Talk to God
I just turned twenty at the beginning of the month. It’s something I’ve been grappling with for a long time. I’m no longer a teenager, and I’ve now been alive for two whole decades. This fall I’m going to be a junior in college, and next spring I’ll be turning twenty-one. Although my parents and relatives would argue that twenty isn’t necessarily old (compared to being fifty), it’s old for me. There are a lot of things in life that start to change in your twenties. Moving out of your parents’ house, graduating college, getting a “real” job, paying your own bills. You don’t realize how much you need your parents until you have to be your own parent. It’s hard to be an adult, and it didn’t take turning twenty for me to realize that.
Looking back on this year of school, I’ve noticed that God has been testing me. Shocking, I know, but I think this year was more dramatic than past ones. To give you a quick list of the testing times I’ve had…I got my first speeding ticket this past fall ($430). I got my first flat tire (and got it fixed in less than 12 hours) this past March. The windshield of my car cracked (I still haven’t fixed that one yet). I lost two iPhones this school year; one fell down a sewer grate, the other one I dropped on my tile floor. Not to mention countless other frustrations and problems that just made me, well, mad. But throughout all these problems, I learned things. I learned more about myself and about God and about my parents. I found that I’m much more independent and capable than I thought I ever could be. I found that God was there for me through it all, and He even opened some amazing doors while I was crying on the floor. I found that my parents love me more than anything, and even though I wouldn’t trust myself after all this, they still trust me.
You probably assume that since I’m now twenty, I shouldn’t look to my parents for help. That I shouldn’t need their help as often. That I am an adult. And some of that is true, but not completely. I think in growing up we learn to ask for help rather than do everything by ourselves. This applies both to parents and God. God just wants to be able to give us what we want, whether that be help or joy or everlasting life. It’s similar with parents, but unfortunately they can’t supply everlasting life like God can. When you reach this time of your life (college, your 20s, etc.), you learn how to ask for things from your parents. Some of the obvious questions are “Can you buy me some food while you’re visiting?” or “How do I fix a flat tire?” or even “Could you help me with my taxes?” We ask our earthly parents for help all the time, but do we ever look to our heavenly Father or help?
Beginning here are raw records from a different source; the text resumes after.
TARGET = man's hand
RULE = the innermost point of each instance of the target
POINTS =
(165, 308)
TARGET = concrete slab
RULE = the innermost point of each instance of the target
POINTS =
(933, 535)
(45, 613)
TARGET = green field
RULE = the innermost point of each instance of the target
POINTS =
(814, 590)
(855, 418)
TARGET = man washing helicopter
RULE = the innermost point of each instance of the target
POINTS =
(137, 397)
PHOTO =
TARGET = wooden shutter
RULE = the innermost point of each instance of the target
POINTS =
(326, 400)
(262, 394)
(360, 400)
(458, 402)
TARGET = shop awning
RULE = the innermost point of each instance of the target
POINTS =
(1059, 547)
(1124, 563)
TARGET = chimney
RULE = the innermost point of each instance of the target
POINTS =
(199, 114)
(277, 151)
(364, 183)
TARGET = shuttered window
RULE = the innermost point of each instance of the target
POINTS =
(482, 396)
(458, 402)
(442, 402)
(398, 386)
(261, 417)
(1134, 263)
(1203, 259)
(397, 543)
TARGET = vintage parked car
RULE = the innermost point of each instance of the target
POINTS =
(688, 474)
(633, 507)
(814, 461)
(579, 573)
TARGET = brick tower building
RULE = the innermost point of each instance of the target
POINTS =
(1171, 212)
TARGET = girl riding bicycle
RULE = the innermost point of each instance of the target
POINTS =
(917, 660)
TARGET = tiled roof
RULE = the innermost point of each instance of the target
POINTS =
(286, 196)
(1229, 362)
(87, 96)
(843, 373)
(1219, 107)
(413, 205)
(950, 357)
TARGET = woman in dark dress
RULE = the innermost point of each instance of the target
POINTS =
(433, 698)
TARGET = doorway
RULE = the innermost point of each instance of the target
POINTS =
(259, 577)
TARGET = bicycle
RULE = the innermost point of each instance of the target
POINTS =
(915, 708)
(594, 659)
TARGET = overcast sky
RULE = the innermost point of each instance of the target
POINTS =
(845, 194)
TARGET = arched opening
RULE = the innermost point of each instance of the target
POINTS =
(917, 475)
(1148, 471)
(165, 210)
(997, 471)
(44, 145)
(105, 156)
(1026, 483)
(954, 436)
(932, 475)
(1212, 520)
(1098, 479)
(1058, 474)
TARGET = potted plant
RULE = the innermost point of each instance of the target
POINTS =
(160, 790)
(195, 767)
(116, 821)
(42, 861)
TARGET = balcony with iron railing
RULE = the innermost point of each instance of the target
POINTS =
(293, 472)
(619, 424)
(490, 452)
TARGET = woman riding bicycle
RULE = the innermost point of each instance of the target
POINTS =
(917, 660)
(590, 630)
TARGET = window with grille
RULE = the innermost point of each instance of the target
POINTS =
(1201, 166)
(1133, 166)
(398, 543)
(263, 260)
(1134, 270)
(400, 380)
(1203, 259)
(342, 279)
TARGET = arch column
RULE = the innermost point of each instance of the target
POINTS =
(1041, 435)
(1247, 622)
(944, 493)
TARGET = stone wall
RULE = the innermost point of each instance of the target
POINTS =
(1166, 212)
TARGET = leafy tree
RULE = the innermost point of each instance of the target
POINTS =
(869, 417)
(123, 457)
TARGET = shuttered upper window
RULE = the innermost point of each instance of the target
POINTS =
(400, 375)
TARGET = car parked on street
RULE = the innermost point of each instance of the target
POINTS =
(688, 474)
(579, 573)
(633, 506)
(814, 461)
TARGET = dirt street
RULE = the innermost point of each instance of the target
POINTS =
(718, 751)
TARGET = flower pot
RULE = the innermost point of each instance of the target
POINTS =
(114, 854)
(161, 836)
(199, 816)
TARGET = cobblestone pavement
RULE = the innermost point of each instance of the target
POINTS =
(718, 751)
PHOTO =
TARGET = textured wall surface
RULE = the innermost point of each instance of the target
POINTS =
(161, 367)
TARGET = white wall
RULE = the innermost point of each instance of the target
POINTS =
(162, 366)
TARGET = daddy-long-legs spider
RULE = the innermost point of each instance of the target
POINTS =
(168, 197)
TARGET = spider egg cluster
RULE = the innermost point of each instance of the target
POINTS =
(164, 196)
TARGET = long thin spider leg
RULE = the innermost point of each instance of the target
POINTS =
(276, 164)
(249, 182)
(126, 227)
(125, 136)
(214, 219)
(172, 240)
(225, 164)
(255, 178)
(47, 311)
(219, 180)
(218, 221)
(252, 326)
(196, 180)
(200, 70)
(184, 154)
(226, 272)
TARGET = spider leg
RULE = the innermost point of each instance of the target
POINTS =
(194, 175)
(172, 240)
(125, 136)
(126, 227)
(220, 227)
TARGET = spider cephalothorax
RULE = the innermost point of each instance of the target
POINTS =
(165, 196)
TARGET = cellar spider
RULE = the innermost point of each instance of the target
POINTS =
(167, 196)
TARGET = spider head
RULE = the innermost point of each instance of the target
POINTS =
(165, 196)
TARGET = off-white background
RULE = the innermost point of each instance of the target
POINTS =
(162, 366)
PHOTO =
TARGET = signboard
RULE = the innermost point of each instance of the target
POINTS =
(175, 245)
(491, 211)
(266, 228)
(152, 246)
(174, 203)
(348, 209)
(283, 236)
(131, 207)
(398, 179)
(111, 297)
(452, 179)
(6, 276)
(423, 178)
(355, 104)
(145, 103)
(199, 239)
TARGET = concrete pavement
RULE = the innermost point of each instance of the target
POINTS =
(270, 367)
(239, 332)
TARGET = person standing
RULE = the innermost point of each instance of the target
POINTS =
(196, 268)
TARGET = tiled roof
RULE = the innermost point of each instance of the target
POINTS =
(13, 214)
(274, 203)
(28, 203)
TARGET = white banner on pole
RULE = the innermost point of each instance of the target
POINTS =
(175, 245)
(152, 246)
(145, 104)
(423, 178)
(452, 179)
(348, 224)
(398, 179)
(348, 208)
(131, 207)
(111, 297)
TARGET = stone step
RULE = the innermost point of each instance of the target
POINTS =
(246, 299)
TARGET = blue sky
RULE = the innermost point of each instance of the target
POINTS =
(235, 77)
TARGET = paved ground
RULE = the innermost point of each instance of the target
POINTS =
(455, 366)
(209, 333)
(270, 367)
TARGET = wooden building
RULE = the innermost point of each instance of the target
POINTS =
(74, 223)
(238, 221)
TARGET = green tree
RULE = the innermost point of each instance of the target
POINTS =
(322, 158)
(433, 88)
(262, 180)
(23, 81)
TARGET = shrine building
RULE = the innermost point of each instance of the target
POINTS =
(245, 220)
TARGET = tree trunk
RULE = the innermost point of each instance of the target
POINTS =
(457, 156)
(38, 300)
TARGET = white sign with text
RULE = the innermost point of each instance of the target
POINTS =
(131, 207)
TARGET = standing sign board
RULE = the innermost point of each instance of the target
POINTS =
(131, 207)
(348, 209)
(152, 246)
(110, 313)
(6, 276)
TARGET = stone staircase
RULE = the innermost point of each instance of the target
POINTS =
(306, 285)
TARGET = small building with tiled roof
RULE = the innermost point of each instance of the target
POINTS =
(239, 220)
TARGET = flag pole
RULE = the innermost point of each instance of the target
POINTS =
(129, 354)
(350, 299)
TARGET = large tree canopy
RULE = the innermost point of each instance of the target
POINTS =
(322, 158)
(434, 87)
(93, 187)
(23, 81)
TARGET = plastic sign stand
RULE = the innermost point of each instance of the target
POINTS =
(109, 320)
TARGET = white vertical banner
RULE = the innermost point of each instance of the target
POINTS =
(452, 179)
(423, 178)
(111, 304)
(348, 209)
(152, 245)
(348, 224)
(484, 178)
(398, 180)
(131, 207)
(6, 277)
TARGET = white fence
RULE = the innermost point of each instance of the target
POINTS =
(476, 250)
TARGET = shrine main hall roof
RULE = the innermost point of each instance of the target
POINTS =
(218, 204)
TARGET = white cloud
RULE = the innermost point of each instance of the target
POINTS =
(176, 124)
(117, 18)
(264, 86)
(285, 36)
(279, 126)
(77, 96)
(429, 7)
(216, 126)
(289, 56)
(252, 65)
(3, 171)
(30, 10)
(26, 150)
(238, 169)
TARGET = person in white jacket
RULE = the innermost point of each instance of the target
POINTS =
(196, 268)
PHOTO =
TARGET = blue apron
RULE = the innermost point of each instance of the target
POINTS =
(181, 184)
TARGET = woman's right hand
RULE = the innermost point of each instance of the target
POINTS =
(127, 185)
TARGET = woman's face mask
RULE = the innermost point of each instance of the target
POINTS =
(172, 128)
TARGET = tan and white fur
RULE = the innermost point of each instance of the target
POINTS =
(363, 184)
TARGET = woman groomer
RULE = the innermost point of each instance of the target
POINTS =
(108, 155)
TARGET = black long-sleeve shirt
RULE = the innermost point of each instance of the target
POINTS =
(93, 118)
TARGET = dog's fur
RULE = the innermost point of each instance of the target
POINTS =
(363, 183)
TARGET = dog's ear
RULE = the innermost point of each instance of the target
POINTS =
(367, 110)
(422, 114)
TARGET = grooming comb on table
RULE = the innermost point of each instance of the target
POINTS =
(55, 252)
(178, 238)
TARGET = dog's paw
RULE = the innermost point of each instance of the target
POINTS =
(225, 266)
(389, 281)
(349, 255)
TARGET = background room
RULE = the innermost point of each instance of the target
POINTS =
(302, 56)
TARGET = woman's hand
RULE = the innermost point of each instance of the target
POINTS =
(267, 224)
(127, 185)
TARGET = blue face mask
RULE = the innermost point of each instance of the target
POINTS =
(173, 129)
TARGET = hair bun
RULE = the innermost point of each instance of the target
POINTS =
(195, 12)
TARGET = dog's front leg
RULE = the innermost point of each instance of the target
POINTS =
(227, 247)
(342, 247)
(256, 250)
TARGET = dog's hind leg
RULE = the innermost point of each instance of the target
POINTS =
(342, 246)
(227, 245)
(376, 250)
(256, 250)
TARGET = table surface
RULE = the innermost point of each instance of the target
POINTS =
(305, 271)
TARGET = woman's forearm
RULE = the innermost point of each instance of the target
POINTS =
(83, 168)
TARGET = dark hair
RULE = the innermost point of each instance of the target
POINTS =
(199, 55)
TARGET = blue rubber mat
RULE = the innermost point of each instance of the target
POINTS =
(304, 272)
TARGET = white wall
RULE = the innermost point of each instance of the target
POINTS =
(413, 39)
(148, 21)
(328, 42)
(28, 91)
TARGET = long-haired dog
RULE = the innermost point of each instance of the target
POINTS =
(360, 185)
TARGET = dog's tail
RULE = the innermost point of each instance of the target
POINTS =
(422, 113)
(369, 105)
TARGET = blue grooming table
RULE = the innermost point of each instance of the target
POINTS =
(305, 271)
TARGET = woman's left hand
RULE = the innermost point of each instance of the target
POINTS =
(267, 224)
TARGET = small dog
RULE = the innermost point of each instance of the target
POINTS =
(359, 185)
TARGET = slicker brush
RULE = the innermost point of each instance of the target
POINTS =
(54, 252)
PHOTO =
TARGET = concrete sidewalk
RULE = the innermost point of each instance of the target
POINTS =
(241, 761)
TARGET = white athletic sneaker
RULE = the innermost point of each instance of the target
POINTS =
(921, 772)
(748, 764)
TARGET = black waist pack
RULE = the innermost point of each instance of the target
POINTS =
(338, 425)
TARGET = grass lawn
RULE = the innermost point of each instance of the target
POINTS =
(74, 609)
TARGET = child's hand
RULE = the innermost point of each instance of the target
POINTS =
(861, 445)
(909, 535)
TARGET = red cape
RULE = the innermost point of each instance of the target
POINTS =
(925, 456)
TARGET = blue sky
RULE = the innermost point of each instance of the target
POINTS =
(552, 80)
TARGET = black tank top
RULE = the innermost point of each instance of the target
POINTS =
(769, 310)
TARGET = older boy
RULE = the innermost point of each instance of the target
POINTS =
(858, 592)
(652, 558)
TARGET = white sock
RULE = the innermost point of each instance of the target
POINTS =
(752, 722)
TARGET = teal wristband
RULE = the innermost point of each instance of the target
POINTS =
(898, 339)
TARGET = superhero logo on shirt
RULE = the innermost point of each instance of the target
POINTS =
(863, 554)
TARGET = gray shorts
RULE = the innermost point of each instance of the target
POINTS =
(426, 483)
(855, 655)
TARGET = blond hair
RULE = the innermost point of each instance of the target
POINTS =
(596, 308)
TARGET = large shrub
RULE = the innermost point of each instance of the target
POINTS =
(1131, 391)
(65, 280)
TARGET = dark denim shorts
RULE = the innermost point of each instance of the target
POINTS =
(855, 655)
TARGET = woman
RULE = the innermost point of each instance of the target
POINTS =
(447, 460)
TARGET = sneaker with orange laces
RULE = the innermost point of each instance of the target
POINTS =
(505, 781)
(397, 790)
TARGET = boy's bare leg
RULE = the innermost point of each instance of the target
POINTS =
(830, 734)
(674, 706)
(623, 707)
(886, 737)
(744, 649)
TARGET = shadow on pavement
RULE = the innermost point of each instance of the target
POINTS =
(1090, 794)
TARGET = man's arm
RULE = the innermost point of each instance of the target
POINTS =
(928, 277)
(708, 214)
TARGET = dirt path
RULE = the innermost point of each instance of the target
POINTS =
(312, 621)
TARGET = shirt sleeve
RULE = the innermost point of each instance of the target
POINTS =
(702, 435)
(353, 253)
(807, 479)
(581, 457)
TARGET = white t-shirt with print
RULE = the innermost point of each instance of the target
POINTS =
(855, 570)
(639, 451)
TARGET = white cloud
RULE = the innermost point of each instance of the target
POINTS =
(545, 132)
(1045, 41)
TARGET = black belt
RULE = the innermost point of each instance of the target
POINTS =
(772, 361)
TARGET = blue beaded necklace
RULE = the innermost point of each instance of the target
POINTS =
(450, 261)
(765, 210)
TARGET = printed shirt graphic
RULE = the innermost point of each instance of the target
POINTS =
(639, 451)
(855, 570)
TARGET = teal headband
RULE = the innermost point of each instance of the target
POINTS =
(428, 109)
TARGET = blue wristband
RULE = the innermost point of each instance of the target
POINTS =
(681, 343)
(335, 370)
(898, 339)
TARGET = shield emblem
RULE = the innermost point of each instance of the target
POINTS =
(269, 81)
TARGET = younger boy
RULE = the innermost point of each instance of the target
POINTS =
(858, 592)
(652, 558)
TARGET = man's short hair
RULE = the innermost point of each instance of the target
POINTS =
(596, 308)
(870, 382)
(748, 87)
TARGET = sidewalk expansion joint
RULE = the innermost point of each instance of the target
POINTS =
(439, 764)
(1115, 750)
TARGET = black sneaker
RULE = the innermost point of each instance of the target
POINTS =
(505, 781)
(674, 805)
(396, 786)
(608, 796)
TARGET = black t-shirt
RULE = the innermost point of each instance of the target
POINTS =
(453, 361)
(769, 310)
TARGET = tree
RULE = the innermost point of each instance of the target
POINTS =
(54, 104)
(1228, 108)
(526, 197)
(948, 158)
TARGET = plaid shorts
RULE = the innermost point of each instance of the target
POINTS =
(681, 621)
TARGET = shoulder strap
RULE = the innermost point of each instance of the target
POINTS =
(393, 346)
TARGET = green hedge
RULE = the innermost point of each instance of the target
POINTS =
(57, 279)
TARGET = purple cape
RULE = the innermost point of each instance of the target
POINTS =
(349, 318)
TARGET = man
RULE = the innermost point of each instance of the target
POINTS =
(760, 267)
I don’t think we do so as much as we should; at least, I don’t. I don’t think your first response to anything is to run to your bible and seek out God.
Obviously we all seek God differently, and we all have different relationships with Him. I personally spend minimal time reading my bible or doing serious prayer time. I like worship, and I like to just direct some of my daily thoughts at God. (He’s listening anyways, right?) All these trying times I’ve had have showed me that no matter how you deal with your problems, you should at least let God in on them. He is the only person who can really help you. Are you anxious for a final? Talk to God. Are you wondering how you’ll pay for college? Talk to God. Are you making a big decision? Talk to God. And sometimes, even reading your bible will help. Although I don’t do it regularly, when I’m anxious and I pick out a random passage, I can sit with my bible for an hour reading all kinds of things.
What I’m trying to say is that even though I’m an adult, I recognize that I do and will need help. I can’t always help myself, and usually I end up calling my mom in a panicky voice. But of course, once the earthly stuff is cleared up (paperwork, maintenance, purchases, etc.), I make sure to ask God for help too.